Both local and destination spend increased by over 25% compared to the
1H of previous year driven by significant expansion in the Bank’s card
issuances. Forex income also recorded a notable growth as a result of
currency volatility in the market.
The Bank continued to manage costs, curtailing the increase in
expenses to 11%, despite investments made in expanding the delivery
network and building the brand. No material shifts were seen in the cost
composition for the year. Group cost income ratio stood at 59% on par
with the previous period. Continuous emphasis has been made to improve
cost efficiency and productivity across the key cost lines processes and
functions of the bank.
After 6 months of rigorous process re-engineering and improvements,
the bank is currently reaping the benefits with substantial savings
generated from identified expense lines.
As part of its focus on cost efficiency and productivity measures,
the bank also took the first steps in digitalizing a number of its
internal processes, starting from the Boardroom. With the introduction
of the iPad Board Application, the Bank eliminated costs in terms of
paper usage, printing and couriering, whilst giving Board Members access
to all past and current board papers at the click of a button, enabling
both simpler and faster decision making.
A number of other similar projects have commenced across the
organisation.
A sound credit risk management framework in the Bank ensured a
healthy NPL ratio of 2.91% compared to 2.79% reported in December 2011.
Loan loss provisions which comprises of specific provision write-back
and a general provision charge in line with the asset growth for the
quarter, was comparatively higher than the previous period which
recorded reversals on both categories.
The Bank also managed to grow its loan book by 13% to Rs 71Bn and
deposits by 22% to Rs. 81Bn. Whilst the loan growth was on par with
industry, deposit growth exceeded the market. A significant portion of
the funding of the asset book was through deposits which also improved
the Loans to Deposit ratio, bringing in increased stability to the
balance sheet.
Driving low cost deposits continued to be challenging with such
deposits contributing to only 11% of the growth recorded for the 6
months period.
The rising interest rates have resulted in a steep shift towards term
deposits, with customers opting for higher returns on their regular
savings and investments. The Bank launched a savings campaign to reward
customers across the branch network and has seen steady positive
results.
The capital position was at a sound Rs.9.0Bn with Capital Adequacy
Ratios both at Tier 1 and 2 maintained at comfortable levels.

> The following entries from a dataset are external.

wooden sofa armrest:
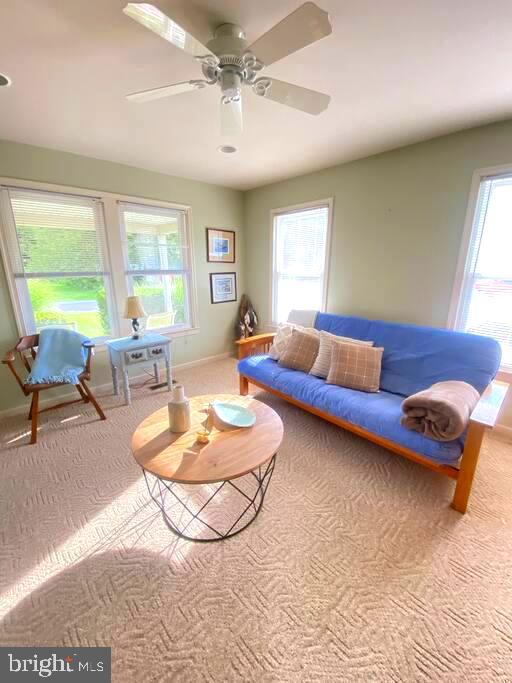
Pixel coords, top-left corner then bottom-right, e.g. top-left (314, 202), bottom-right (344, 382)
top-left (452, 379), bottom-right (509, 513)
top-left (470, 379), bottom-right (509, 428)
top-left (235, 333), bottom-right (276, 359)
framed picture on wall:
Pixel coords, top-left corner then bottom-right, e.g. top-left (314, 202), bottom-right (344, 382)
top-left (210, 272), bottom-right (237, 304)
top-left (206, 228), bottom-right (236, 263)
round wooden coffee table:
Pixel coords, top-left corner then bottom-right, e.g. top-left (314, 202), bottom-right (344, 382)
top-left (131, 394), bottom-right (283, 542)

In line with the strategy of expanding customer touch points to
enhance accessibility and convenience, the branch network expanded its
footprint by opening 4 new branches in Nelliyadi, Kaduruwela, Aluthgama
and Wennappuwa. Two SME business centres were also opened in Kurunegala
and Anuradhapura, with the SME Toolkit being offered at these centres.
Several ties-up were established with remittance houses across the globe
and the Retail team made numerous visits to the Middle Eastern and
European countries to enhance relationships and promote the Nations
Trust brand as a key player to the Sri Lankan expatriate population.